J'ai eu des amis qui m'ont fait du bien, et le bonheur de pouvoir en
toute occasion leur donner des preuves de ma reconnaissance. J'ai eu aussi de détestables
ennemis qui m'ont persécuté, et que je n'ai pas exterminés parce qu'il n'a pas été en
mon pouvoir de le faire. Je ne leur eusse jamais pardonné, si je n'eusse oublié le mal
qu'ils m'ont fait. L'homme qui oublie une injure ne la pardonne pas, il oublie; car le
pardon part d'un sentiment héroïque, d'un cur noble, d'un esprit généreux,
tandis que l'oubli vient d'une faiblesse de mémoire, ou d'une nonchalance, amie d'une
âme pacifique, et souvent d'un besoin de calme et de tranquillité; car la haine, à la
longue, tue le malheureux qui se plaît à la nourrir.

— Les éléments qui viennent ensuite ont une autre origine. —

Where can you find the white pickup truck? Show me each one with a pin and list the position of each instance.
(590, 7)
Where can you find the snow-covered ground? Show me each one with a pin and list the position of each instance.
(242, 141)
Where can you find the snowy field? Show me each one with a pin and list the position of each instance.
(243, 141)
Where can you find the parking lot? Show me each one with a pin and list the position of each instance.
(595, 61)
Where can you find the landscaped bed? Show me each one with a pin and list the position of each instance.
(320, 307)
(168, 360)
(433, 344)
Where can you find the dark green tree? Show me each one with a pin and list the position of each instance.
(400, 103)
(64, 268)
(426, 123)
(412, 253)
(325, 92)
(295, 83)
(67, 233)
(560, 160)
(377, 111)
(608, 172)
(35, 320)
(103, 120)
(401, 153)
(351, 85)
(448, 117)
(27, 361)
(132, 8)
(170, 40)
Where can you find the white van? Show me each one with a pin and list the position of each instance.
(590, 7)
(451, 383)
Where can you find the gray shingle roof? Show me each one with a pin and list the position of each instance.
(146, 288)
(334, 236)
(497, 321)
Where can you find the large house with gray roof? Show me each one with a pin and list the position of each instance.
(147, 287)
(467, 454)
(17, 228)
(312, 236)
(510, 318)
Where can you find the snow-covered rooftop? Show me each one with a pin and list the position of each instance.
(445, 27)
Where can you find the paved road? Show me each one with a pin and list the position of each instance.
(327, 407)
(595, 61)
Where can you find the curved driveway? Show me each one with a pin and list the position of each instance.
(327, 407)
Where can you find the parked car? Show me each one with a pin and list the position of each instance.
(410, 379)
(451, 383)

Si l'on me nomme sensuel, on aura tort, car la force de mes sens ne m'a
jamais fait négliger mes devoirs quand j'en ai eu. J'ai aimé les mets au haut goût: le
pâté de macaroni fait par un bon cuisinier napolitain, l'ogliopotrida des Espagnols, la
morue de Terre-Neuve bien gluante, le gibier au fumet qui confine et les fromages dont la
perfection se manifeste quand les petits êtres qui s'y forment commencent à devenir
visibles. Quant aux femmes, j'ai toujours trouvé suave l'odeur de celles que j'ai
aimées.
Quels goûts dépravés! dira-t-on: quelle honte de se les reconnaître
et de ne pas en rougir! Cette critique me fait rire; car, grâce à mes gros goûts, je me
crois plus heureux qu'un autre, puisque je suis convaincu qu'ils me rendent susceptible de
plus de plaisir. Heureux ceux qui, sans nuire à personne, savent s'en procurer, et
insensés ceux qui s'imaginent que le Grand-Être puisse jouir des douleurs, des peines et
des abstinences qu'ils lui offrent en sacrifice, et qu'il ne chérisse que les
extravagants qui se les imposent. Dieu ne peut exiger de ses créatures que l'exercice des
vertus dont il a placé le germe dans leur âme, et il ne nous a rien donné qu'à dessein
de nous rendre heureux.
On ne trouvera pas dans ces Mémoires toutes mes aventures; j'ai omis
celles qui auraient pu déplaire aux personnes qui y eurent part, car elles y feraient
mauvaise figure. Malgré ma réserve, on ne me trouvera parfois que trop indiscret, et
j'en suis fâché. Si avant ma mort je deviens sage et que j'en aie le temps, je brûlerai
tout: maintenant je n'en ai pas le courage. Si quelquefois on trouve que je peins
certaines scènes amoureuses avec trop de détails, qu'on se garde de me blâmer, à moins
qu'on ne me trouve un mauvais peintre puisqu'on ne saurait faire un reproche à ma vieille
âme de ne savoir plus jouir que par réminiscence. La vertu, au reste, pourra sauter tous
les tableaux dont elle serait blessée; c'est un avis que je crois devoir lui donner ici.